Это было очень красиво!

Но еще более прекрасным мне показался Днепр. Чуден он был не только при тихой погоде. Когда я ехала по широкому двухкилометровому мосту, то не могла не любоваться днепровской водой. Она была голубая, когда ярко светило солнце, черная – при холодном ветре и темно-желтая – в дождь. Если присмотреться, можно было увидеть течение реки. Низко, над самой водой, носились птицы. Они кричали, волновались, беспокоились о чем-то. Проходил теплоход, и к берегу сбегались небольшие, совсем не морские волны. У самой воды пахло водорослями, а под ногами проваливался тягучий, густой речной песок. Иногда прямо под ступней хрустела скорлупа ракушки.

Но это благополучие было обманчиво. Под вечер могло резко похолодать, еще тревожнее становились крики чаек, внезапно темнела вода, приходили в движение волны, сгущалась взявшаяся невесть откуда тьма и вдруг горящей трещиной раздвигалось небо, раздавался громовой раскат и стеной обрушивался на реку ливень, начинал гулко шлепаться град…В такую грозу Днепр становился страшным.

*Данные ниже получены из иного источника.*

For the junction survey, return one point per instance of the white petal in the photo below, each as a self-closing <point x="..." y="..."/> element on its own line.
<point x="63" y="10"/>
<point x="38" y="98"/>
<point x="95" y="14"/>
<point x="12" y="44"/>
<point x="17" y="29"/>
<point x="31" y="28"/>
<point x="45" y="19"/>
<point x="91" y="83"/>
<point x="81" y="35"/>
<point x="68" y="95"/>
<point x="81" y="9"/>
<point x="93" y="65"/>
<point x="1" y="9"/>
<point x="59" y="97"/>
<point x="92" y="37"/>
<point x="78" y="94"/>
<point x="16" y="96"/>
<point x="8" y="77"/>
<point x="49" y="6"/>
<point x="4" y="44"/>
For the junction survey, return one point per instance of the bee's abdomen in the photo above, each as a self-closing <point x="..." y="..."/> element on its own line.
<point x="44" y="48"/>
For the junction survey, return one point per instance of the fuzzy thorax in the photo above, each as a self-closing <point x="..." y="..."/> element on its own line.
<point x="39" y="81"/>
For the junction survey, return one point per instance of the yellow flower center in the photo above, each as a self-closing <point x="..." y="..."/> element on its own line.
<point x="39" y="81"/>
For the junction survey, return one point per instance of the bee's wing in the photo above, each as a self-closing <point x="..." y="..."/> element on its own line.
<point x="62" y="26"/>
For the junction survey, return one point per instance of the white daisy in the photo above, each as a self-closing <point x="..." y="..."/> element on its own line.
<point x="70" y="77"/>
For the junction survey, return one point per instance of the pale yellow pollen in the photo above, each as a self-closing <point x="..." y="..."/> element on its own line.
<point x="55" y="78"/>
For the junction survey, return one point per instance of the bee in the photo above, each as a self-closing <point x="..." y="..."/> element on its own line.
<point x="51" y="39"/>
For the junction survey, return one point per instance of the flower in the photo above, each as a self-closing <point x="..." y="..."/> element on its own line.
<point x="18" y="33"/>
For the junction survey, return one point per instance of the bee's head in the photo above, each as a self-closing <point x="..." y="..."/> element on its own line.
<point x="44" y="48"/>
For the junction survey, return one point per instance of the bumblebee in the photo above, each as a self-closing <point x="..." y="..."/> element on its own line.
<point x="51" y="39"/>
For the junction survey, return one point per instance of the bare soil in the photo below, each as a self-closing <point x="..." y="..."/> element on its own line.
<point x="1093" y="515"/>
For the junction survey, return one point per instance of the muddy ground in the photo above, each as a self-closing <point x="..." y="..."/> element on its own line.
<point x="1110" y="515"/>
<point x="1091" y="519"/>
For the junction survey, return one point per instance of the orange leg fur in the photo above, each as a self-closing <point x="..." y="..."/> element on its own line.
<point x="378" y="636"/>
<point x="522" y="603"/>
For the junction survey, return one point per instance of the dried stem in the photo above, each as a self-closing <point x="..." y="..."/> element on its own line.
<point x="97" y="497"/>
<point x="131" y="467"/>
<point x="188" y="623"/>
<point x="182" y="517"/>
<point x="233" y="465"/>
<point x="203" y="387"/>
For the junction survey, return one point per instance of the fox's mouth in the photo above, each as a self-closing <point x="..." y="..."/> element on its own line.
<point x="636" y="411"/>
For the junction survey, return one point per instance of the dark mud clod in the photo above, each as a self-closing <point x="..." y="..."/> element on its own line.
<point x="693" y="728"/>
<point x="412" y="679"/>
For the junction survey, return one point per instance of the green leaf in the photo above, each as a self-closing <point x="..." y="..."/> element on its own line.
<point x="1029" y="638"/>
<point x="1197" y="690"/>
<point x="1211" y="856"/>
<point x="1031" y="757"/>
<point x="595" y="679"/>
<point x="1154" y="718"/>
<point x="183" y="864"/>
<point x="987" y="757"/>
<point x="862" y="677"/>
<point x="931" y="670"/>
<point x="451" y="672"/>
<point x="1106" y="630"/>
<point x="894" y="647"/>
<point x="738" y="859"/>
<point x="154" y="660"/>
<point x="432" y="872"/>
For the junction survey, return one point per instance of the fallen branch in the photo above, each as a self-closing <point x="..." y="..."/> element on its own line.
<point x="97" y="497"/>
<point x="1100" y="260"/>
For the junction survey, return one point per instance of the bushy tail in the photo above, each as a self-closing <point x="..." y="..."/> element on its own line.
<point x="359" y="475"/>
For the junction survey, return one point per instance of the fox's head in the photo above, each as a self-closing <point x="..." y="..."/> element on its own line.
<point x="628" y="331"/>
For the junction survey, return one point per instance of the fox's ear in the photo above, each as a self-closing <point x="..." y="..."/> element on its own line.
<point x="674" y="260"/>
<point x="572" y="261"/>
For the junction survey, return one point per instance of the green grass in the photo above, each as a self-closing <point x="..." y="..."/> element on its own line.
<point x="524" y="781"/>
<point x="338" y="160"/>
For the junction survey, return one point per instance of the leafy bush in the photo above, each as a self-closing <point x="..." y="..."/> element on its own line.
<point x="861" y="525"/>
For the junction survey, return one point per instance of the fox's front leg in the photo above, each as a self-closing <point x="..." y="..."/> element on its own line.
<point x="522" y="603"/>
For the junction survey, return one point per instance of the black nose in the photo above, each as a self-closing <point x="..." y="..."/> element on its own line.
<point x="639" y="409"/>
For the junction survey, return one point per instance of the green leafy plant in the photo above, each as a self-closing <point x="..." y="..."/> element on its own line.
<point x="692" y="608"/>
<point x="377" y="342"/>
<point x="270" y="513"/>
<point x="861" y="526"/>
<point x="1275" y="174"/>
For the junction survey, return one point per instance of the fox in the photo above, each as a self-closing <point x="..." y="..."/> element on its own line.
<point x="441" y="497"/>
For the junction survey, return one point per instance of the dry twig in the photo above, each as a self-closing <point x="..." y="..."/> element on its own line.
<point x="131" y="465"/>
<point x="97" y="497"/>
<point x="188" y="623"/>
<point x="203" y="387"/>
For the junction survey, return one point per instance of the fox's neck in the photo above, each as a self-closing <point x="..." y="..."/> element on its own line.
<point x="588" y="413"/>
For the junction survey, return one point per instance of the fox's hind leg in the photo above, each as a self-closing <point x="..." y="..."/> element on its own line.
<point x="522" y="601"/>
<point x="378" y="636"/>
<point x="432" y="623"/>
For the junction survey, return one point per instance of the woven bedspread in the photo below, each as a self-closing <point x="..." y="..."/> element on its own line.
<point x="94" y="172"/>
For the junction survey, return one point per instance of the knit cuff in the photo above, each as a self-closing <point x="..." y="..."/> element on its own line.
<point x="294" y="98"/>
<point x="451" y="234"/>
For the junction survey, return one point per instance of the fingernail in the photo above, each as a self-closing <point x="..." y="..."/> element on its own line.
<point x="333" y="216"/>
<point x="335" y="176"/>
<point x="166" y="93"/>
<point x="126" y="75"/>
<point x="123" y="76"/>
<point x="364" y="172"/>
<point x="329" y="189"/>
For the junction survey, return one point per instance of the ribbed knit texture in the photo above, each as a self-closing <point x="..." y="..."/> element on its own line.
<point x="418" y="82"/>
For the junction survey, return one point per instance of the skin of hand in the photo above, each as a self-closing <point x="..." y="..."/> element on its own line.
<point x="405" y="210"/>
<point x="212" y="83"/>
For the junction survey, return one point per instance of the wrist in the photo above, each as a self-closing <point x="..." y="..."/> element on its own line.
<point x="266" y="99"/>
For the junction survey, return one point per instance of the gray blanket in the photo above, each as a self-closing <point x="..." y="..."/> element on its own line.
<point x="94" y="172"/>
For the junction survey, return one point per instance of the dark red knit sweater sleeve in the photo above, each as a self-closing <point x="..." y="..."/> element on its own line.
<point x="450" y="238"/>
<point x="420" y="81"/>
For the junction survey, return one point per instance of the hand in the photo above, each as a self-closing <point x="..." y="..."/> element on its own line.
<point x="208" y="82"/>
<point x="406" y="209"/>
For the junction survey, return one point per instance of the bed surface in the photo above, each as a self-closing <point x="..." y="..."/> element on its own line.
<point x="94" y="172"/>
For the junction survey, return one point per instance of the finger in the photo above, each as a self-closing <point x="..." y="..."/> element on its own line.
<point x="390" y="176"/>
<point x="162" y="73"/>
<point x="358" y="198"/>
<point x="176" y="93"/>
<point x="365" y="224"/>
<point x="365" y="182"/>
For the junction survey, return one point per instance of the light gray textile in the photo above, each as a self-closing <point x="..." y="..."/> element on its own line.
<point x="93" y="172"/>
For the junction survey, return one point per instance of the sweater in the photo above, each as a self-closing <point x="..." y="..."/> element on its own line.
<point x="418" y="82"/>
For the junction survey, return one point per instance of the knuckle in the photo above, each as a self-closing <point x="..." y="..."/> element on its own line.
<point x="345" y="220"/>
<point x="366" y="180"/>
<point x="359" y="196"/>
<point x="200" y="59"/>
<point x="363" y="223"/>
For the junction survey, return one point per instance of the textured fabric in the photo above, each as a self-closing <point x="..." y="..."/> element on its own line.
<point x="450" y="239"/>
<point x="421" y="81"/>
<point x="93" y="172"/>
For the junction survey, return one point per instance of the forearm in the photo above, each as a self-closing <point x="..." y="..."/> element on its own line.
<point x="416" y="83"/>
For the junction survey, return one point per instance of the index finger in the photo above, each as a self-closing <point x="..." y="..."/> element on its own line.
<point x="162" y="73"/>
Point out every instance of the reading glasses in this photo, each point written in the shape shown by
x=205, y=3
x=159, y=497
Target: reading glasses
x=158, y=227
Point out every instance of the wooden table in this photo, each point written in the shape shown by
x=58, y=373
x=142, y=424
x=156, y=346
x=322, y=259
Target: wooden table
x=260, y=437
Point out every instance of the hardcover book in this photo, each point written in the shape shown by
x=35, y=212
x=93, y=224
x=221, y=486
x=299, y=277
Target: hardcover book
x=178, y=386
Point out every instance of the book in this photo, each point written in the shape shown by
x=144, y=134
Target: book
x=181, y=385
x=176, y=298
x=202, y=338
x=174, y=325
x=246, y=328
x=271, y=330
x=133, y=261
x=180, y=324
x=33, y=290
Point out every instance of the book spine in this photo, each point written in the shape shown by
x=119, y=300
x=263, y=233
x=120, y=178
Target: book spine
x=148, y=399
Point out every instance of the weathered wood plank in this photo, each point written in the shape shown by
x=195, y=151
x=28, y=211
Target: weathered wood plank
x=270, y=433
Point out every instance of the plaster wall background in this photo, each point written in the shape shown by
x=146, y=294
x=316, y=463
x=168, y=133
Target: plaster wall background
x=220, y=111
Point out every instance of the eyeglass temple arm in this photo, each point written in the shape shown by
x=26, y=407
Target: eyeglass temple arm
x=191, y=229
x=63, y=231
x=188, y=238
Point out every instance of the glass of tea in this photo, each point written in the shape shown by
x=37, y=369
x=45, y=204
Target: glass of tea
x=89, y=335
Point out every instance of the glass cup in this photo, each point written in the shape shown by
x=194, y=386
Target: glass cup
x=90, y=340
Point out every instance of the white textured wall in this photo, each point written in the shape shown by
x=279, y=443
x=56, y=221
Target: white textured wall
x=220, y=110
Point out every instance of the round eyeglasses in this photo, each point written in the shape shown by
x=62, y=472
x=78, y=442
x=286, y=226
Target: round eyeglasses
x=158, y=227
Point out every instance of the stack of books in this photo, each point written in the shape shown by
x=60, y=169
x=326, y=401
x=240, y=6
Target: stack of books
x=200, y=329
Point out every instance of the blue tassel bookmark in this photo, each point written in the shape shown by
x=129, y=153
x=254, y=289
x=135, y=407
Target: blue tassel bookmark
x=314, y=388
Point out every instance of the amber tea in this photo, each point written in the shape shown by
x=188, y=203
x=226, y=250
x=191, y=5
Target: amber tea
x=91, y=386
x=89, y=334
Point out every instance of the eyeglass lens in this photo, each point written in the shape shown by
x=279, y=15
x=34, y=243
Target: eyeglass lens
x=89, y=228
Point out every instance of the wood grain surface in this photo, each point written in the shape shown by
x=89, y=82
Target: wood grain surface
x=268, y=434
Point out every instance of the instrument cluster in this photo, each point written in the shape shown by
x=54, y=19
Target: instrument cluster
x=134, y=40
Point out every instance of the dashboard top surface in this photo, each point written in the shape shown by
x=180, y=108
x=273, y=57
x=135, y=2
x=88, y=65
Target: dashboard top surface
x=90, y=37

Однажды мы пережили это с нашим театральным водителем Мишкой Фурсовым, приехав после репетиции сюда, на берег реки, «ноги помочить». Мишкин «УАЗик» стоял возле самой воды. Было солнечно, тепло и спокойно, и Мишка, уставший от бесчисленных переездов по пыльным пригородным дорогам, уже стягивал с себя просоленную потом рубаху, намереваясь освежиться и поплавать. И вдруг – гроза. Внезапная, непонятно откуда взявшаяся…
Минут двадцать стояли мы с ним под согнувшейся от ливня одинокой ивой – съежившиеся и перепуганные, все трое одинаково беззащитные перед разыгравшейся стихией. Мишка что-то кричал мне, но голос его тонул в громовых раскатах, и я видела только сгорбленную под ударами ледяных градин Мишкину спину и его шевелящийся рот.
Вот тогда-то и открылся нам настоящий Днепр – седой от пены, сильный, грозный, что «реве та стогне». По такому Днепру ходил князь Игорь, совершали свои плавания жившие по речным берегам скифы, в таком крестил своих соплеменников пораженный рассказами о красоте византийского богослужения князь Владимир.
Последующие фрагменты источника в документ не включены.